Create a custom analyzer via REST APIs

2025-05-28

Content Understanding analyzers define how to process and extract insights from your content. They ensure uniform processing and output structure across all your content to deliver reliable and predictable results. We offer prebuilt analyzers for common use cases. This guide shows how these analyzers can be customized to better fit your needs.

In this guide, we use the cURL command line tool. If it isn't installed, you can download the appropriate version for your dev environment.

Define an analyzer schema

To create a custom analyzer, define a field schema that describes the structured data you want to extract. In the following example, we create an analyzer based on prebuilt document analyzer for processing a receipt.

Create a JSON file named request_body.json with the following content:

{
  "description": "Sample receipt analyzer",
  "baseAnalyzerId": "prebuilt-documentAnalyzer",
  "config": {
    "returnDetails": true,
    "enableFormula": false,
    "disableContentFiltering": false,
    "estimateFieldSourceAndConfidence": true,
    "tableFormat": "html"
  },
 "fieldSchema": {
    "fields": {
      "VendorName": {
        "type": "string",
        "method": "extract",
        "description": "Vendor issuing the receipt"
      },
      "Items": {
        "type": "array",
        "method": "extract",
        "items": {
          "type": "object",
          "properties": {
            "Description": {
              "type": "string",
              "method": "extract",
              "description": "Description of the item"
            },
            "Amount": {
              "type": "number",
              "method": "extract",
              "description": "Amount of the item"
            }
          }
        }
      }
    }
  }
}

To create a custom analyzer, define a field schema that describes the structured data you want to extract. In the following example, we create an analyzer based on prebuilt image analyzer for processing images of charts and graphs.

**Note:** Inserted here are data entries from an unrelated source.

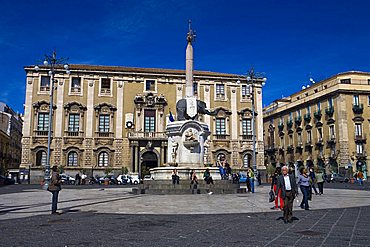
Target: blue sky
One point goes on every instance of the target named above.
(287, 40)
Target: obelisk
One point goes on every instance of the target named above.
(191, 101)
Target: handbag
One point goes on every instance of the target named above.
(271, 196)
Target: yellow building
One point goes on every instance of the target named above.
(112, 118)
(325, 124)
(10, 141)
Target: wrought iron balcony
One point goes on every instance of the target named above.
(298, 120)
(307, 117)
(358, 108)
(329, 111)
(317, 114)
(146, 135)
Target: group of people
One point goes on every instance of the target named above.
(285, 187)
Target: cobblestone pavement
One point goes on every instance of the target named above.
(113, 217)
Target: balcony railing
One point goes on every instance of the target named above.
(317, 114)
(298, 120)
(247, 137)
(105, 134)
(41, 132)
(289, 124)
(329, 111)
(221, 136)
(360, 138)
(73, 133)
(307, 117)
(144, 135)
(358, 108)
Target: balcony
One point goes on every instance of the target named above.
(329, 111)
(104, 138)
(139, 135)
(319, 142)
(360, 139)
(41, 133)
(289, 124)
(317, 114)
(73, 137)
(247, 137)
(307, 117)
(281, 127)
(298, 120)
(358, 108)
(331, 139)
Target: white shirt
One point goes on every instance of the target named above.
(287, 183)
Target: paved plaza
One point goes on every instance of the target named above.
(112, 216)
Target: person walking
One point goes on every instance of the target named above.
(54, 188)
(313, 180)
(304, 183)
(274, 188)
(320, 181)
(286, 182)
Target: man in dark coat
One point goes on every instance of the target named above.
(54, 188)
(289, 190)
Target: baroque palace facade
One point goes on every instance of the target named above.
(325, 125)
(109, 118)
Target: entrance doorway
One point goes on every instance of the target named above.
(149, 160)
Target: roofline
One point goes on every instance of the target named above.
(97, 68)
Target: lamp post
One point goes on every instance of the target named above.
(51, 63)
(254, 79)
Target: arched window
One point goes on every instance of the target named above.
(247, 160)
(103, 159)
(72, 159)
(41, 158)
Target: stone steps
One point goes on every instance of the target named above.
(165, 187)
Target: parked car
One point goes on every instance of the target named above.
(339, 178)
(128, 179)
(6, 181)
(66, 179)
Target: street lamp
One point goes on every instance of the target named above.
(51, 63)
(254, 79)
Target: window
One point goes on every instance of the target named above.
(149, 121)
(299, 139)
(247, 160)
(359, 148)
(195, 88)
(309, 136)
(220, 90)
(45, 83)
(319, 134)
(43, 121)
(358, 129)
(331, 132)
(103, 123)
(330, 102)
(76, 85)
(245, 90)
(105, 86)
(150, 85)
(220, 126)
(103, 159)
(41, 158)
(356, 100)
(247, 127)
(345, 81)
(72, 159)
(74, 123)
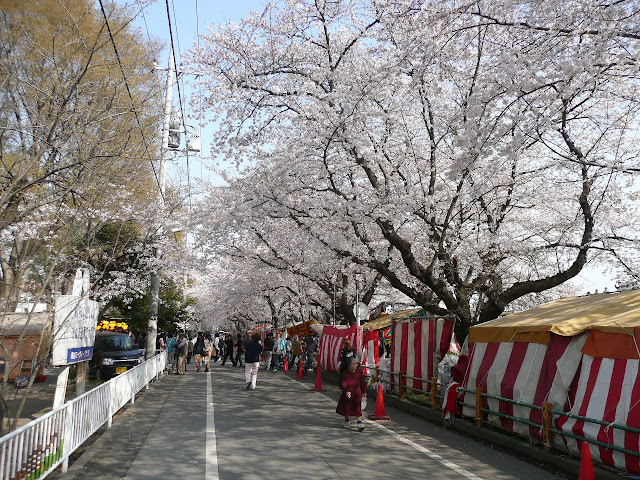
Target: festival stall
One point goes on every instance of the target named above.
(302, 330)
(581, 355)
(331, 344)
(419, 343)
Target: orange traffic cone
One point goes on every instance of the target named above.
(586, 466)
(379, 413)
(318, 386)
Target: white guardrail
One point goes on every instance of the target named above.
(37, 448)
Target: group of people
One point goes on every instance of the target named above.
(203, 348)
(181, 350)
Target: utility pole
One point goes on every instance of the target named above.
(152, 326)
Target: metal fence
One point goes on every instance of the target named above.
(37, 448)
(398, 384)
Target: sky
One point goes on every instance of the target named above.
(185, 26)
(191, 17)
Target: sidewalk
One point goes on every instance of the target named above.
(280, 430)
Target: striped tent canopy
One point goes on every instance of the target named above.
(579, 354)
(302, 330)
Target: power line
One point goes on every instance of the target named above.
(184, 125)
(133, 105)
(199, 92)
(144, 19)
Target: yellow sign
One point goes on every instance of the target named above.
(112, 325)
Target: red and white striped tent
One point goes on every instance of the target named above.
(418, 344)
(370, 352)
(580, 354)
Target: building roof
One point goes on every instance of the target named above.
(13, 324)
(607, 312)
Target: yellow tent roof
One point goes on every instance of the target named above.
(607, 312)
(385, 320)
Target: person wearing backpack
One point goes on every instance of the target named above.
(182, 348)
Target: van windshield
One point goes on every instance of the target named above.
(115, 343)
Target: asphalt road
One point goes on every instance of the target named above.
(281, 430)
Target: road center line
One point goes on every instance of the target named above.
(411, 443)
(211, 451)
(426, 451)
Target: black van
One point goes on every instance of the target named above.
(114, 353)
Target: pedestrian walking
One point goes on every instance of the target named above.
(190, 350)
(296, 351)
(198, 352)
(228, 350)
(171, 350)
(252, 361)
(208, 351)
(216, 345)
(288, 345)
(278, 349)
(181, 349)
(239, 351)
(268, 348)
(346, 354)
(354, 387)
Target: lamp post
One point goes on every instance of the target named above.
(152, 325)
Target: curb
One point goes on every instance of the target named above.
(76, 467)
(526, 452)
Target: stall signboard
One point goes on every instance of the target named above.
(74, 327)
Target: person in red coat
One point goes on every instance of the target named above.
(353, 386)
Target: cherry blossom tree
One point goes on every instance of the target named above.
(471, 154)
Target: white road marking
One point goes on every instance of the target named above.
(426, 451)
(211, 451)
(411, 443)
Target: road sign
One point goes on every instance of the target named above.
(74, 327)
(361, 311)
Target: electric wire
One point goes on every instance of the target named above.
(133, 105)
(179, 92)
(199, 94)
(144, 19)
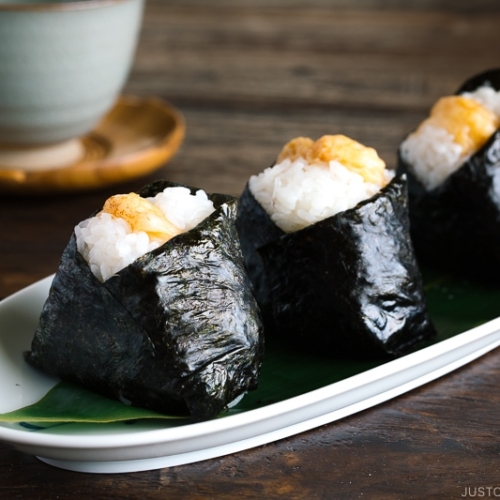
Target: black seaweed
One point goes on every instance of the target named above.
(177, 331)
(347, 285)
(456, 226)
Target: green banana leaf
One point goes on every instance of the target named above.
(455, 306)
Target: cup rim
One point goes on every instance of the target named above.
(58, 6)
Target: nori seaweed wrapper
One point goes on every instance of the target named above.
(177, 331)
(348, 285)
(456, 226)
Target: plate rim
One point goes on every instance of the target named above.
(236, 432)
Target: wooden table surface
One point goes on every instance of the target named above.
(248, 75)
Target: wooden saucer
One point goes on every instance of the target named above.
(136, 137)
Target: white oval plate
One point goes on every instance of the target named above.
(114, 448)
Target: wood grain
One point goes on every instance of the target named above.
(248, 76)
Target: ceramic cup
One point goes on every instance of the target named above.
(63, 64)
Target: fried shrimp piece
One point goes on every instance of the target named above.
(470, 123)
(141, 215)
(351, 154)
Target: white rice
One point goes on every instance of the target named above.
(432, 152)
(108, 244)
(297, 194)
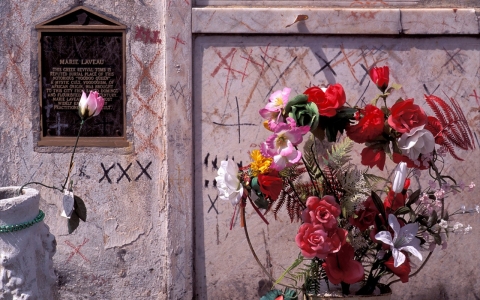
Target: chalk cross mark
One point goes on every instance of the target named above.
(144, 170)
(327, 64)
(76, 250)
(105, 173)
(124, 172)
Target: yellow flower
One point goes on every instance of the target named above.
(260, 163)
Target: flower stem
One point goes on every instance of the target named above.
(419, 269)
(34, 182)
(73, 154)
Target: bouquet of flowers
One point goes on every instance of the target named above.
(351, 231)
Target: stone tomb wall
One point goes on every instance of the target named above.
(137, 243)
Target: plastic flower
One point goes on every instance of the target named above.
(341, 267)
(417, 141)
(380, 76)
(404, 240)
(228, 184)
(260, 163)
(400, 176)
(274, 107)
(90, 106)
(281, 145)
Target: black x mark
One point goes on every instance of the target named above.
(327, 64)
(124, 172)
(105, 173)
(213, 204)
(144, 170)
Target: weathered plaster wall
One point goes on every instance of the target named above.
(121, 251)
(233, 79)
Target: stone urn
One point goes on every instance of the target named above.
(26, 247)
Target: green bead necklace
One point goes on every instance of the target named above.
(17, 227)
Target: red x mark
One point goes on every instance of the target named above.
(476, 97)
(249, 59)
(177, 40)
(76, 250)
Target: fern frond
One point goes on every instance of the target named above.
(339, 155)
(454, 130)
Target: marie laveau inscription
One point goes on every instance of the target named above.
(76, 75)
(81, 50)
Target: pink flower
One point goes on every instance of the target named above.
(324, 211)
(274, 107)
(314, 241)
(281, 145)
(91, 106)
(341, 267)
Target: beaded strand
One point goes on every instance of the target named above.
(17, 227)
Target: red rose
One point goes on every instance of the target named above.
(373, 157)
(380, 77)
(404, 115)
(270, 184)
(315, 241)
(329, 101)
(366, 216)
(369, 126)
(341, 266)
(324, 211)
(402, 270)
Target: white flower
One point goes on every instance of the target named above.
(443, 224)
(228, 184)
(417, 141)
(468, 229)
(404, 240)
(457, 226)
(400, 176)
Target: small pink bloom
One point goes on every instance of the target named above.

Create a JSON file named request_body.json with the following content:

{
  "description": "Sample image analyzer for charts and graphs",
  "baseAnalyzerId": "prebuilt-imageAnalyzer",
  "config": {
    "disableContentFiltering": false
 },
 "fieldSchema": {
    "fields": {
      "Title": {
        "type": "string"
      },
      "ChartType": {
        "type": "string",
        "method": "classify",
        "enum": [ "bar", "line", "pie" ]
      }
    }
  }
}

To create a custom analyzer, define a field schema that describes the structured data you want to extract. In the following example, we create an analyzer based on prebuilt call center analyzer for processing customer support call recordings.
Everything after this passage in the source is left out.